In The Guard Publishing Company, d/b/a The Register-Guard, 351 NLRB No. 70 (December 16, 2007), the National Labor Relations Board (NLRB), in a 3-2 decision, upheld an employer’s “nosolicitation” policy that prohibited employees from using the employer’s e-mail system for any “nonjob-related solicitations.” At the same time, the NLRB announced and applied a new standard for deciding whether an employer has violated Section 8(a)(1) by discriminatorily enforcing solicitation policies. Both of these holdings are important for employers who are potential targets of union organizing.
The employer policy at issue in the Register-Guard case prohibited the use of e-mail for any “non-job-related solicitations.” According to the evidence, the employer allowed a number of nonwork- related employee e-mails, but consistently disallowed e-mails urging support for groups or organizations. The employer issued written warnings to an employee who sent union-related e-mails, leading the union to file unfair labor practice charges. The case was the subject of a rare oral argument before the full NLRB.
In its Register-Guard ruling, the NLRB has declared that employees have no statutory right to use an employer’s equipment for organizing purposes. The NLRB thus distinguished email use from face-to-face solicitation, which cannot be prohibited during non-working time. Therefore, the maintenance of an employer’s email policy alone, absent discriminatory enforcement, does not violate Section 8(a)(1) of the National Labor Relations Act.

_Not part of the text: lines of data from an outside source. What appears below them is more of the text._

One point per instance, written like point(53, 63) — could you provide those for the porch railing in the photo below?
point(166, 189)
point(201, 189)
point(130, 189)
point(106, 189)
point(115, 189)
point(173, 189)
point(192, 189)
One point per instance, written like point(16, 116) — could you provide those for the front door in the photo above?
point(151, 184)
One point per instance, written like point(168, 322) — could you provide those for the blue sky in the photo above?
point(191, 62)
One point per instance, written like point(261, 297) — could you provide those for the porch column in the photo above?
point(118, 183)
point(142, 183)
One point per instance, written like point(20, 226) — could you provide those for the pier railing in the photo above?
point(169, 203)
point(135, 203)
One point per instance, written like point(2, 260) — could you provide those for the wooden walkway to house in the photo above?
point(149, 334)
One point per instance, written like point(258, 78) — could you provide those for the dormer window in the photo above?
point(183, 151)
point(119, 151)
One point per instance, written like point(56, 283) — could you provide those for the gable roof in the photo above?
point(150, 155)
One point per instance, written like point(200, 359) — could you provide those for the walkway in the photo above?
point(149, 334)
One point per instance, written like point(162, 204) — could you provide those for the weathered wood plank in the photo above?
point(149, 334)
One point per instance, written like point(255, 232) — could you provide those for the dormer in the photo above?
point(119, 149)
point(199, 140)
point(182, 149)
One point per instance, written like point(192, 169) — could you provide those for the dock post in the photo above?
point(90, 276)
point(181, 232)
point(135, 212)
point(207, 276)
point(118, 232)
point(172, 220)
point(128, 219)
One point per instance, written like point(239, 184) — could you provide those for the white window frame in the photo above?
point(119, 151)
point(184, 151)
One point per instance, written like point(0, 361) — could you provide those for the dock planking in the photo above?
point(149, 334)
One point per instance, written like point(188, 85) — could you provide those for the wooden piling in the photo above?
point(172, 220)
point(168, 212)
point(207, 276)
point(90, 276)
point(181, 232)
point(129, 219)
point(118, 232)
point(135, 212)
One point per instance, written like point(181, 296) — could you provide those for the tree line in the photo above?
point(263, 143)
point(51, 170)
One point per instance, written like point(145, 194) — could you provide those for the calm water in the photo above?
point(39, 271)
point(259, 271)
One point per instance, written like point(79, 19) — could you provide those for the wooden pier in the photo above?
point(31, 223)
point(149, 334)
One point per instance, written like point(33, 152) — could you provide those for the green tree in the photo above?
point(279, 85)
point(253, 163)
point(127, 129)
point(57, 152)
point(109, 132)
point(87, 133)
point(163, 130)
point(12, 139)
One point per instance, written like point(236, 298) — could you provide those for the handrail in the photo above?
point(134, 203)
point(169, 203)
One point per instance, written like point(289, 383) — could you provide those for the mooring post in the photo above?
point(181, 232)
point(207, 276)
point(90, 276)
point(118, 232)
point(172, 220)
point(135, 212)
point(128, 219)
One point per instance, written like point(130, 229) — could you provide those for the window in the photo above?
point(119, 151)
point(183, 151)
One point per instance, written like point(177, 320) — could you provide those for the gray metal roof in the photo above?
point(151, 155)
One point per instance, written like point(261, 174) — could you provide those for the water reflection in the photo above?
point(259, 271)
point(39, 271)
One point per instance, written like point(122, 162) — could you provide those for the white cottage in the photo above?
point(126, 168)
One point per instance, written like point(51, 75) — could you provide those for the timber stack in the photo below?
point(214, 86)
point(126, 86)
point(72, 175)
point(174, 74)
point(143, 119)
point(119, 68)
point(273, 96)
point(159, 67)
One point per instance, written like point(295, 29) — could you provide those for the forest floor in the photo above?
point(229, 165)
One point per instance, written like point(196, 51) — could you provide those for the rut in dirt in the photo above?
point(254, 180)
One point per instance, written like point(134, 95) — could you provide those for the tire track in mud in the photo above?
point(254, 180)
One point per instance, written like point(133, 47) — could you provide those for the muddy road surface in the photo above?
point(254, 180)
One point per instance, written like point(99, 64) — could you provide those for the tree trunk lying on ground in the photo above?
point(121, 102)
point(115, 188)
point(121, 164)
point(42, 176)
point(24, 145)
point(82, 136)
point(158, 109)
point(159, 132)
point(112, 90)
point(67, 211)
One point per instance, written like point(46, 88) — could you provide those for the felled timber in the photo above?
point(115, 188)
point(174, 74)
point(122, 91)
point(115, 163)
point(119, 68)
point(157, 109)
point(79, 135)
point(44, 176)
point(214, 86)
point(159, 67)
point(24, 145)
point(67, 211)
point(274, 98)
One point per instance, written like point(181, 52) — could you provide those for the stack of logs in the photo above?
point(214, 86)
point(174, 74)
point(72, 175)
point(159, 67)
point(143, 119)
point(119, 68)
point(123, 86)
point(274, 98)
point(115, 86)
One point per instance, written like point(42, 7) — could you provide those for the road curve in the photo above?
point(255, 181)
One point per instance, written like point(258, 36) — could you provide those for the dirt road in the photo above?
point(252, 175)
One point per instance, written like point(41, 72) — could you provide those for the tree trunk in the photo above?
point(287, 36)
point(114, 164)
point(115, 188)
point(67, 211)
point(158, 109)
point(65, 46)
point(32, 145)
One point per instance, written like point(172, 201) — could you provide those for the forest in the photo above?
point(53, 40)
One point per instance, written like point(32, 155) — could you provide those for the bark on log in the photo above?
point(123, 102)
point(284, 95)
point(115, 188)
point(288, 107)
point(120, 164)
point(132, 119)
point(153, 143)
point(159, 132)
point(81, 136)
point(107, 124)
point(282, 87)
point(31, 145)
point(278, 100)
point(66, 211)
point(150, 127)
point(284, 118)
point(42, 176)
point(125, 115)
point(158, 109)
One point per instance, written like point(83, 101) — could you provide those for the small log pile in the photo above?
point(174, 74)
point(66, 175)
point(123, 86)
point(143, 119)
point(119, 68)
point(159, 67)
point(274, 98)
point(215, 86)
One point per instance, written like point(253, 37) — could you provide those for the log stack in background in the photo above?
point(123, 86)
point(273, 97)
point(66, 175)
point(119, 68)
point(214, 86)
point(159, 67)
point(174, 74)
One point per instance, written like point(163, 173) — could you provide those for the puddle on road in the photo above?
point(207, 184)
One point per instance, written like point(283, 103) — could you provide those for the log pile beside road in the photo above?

Equally important is the NLRB’s holding regarding the alleged discriminatory application of the no-solicitation policy. The NLRB decision, for the first time, clarifies that “discrimination under the Act means drawing a distinction along Section 7 lines.” The NLRB adopted the reasoning of two appeals court cases involving the use of employer bulletin boards, where the courts distinguished between personal non-work-related postings such as for-sale notices and wedding announcements, on the one hand, and “group” or “organizational” postings such as union materials on the other. The NLRB overruled its past precedent that had failed to draw these important distinctions.

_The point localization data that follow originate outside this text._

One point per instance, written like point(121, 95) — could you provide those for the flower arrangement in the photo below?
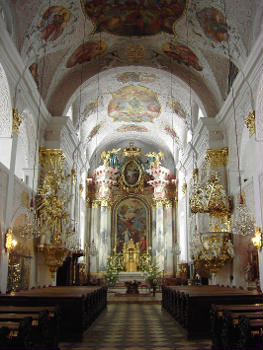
point(115, 264)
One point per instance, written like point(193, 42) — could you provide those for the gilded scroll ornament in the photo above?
point(17, 120)
point(250, 122)
point(109, 157)
point(184, 189)
point(155, 159)
point(131, 151)
point(51, 157)
point(216, 157)
point(160, 202)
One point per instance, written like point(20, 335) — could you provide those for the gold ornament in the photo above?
point(17, 120)
point(250, 122)
point(216, 157)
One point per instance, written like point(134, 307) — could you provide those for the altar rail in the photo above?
point(190, 305)
point(79, 306)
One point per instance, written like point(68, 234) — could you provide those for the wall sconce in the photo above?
point(257, 238)
point(10, 241)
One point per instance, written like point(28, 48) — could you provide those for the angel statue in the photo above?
point(154, 160)
point(110, 158)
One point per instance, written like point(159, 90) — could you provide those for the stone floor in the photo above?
point(135, 327)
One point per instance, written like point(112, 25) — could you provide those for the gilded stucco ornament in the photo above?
point(17, 120)
point(217, 157)
point(184, 189)
point(250, 122)
point(163, 202)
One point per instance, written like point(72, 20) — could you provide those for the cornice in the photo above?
point(13, 64)
point(250, 73)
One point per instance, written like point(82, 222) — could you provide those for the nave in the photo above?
point(135, 327)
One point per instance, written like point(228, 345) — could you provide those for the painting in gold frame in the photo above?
point(131, 220)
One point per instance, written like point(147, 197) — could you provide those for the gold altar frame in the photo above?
point(139, 182)
point(114, 227)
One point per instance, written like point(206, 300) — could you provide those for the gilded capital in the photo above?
point(184, 189)
point(250, 122)
point(217, 156)
point(17, 120)
point(51, 157)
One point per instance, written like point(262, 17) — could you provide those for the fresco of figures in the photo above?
point(134, 17)
point(134, 104)
point(53, 23)
point(132, 127)
point(131, 223)
point(86, 52)
point(140, 77)
point(213, 24)
point(181, 54)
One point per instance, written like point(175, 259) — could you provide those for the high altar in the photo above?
point(131, 254)
point(132, 209)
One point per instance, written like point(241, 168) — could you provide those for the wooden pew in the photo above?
point(37, 331)
point(79, 306)
point(216, 317)
point(190, 305)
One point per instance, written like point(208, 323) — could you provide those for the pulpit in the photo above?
point(131, 253)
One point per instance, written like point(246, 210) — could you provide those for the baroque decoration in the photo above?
point(17, 120)
point(133, 18)
point(134, 104)
point(250, 122)
point(57, 236)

Applying its new standard in Register-Guard, the NLRB found that the employer had permitted a variety of personal, non-work-related e-mails, but had never permitted e-mails to solicit support for a group or organization. Therefore, the employer did not discriminate along Section 7 lines by applying its e-mail policy to prohibit e-mails soliciting union support. However, the NLRB found that one contested e-mail was not a solicitation, but simply a clarification of facts surrounding a recent union event. The board found that the employer’s enforcement of its no-solicitation policy with respect to that e-mail was unlawful.

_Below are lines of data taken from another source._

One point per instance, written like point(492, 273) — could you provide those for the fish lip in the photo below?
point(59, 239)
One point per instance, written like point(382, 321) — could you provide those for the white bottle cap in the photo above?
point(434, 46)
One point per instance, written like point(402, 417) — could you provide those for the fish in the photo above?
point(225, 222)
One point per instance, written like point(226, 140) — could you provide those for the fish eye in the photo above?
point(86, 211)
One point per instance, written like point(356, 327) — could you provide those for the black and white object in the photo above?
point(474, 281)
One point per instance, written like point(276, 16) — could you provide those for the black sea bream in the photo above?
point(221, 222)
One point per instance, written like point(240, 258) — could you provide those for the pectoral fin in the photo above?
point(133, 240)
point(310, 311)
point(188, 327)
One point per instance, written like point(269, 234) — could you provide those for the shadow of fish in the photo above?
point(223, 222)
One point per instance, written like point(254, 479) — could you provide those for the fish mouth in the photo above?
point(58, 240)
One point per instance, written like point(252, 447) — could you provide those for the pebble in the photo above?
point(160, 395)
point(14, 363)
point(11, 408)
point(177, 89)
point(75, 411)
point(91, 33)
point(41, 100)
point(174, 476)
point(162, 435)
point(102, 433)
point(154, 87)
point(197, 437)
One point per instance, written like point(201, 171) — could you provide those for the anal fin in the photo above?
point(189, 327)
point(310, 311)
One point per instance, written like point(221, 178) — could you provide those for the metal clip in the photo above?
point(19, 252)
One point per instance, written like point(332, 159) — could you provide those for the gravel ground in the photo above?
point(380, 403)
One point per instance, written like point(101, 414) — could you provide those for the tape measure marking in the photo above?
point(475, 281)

While it remains to be seen how the courts react to the newly announced NLRB standard, employers who are targets of union organizing should review their e-mail and solicitation policies to be sure that they comply fully with the NLRB’s Register-Guard decision. The new NLRB standard resolves thorny issues regarding varying types of solicitations and recognizes the right of employers to control the use of their own business equipment.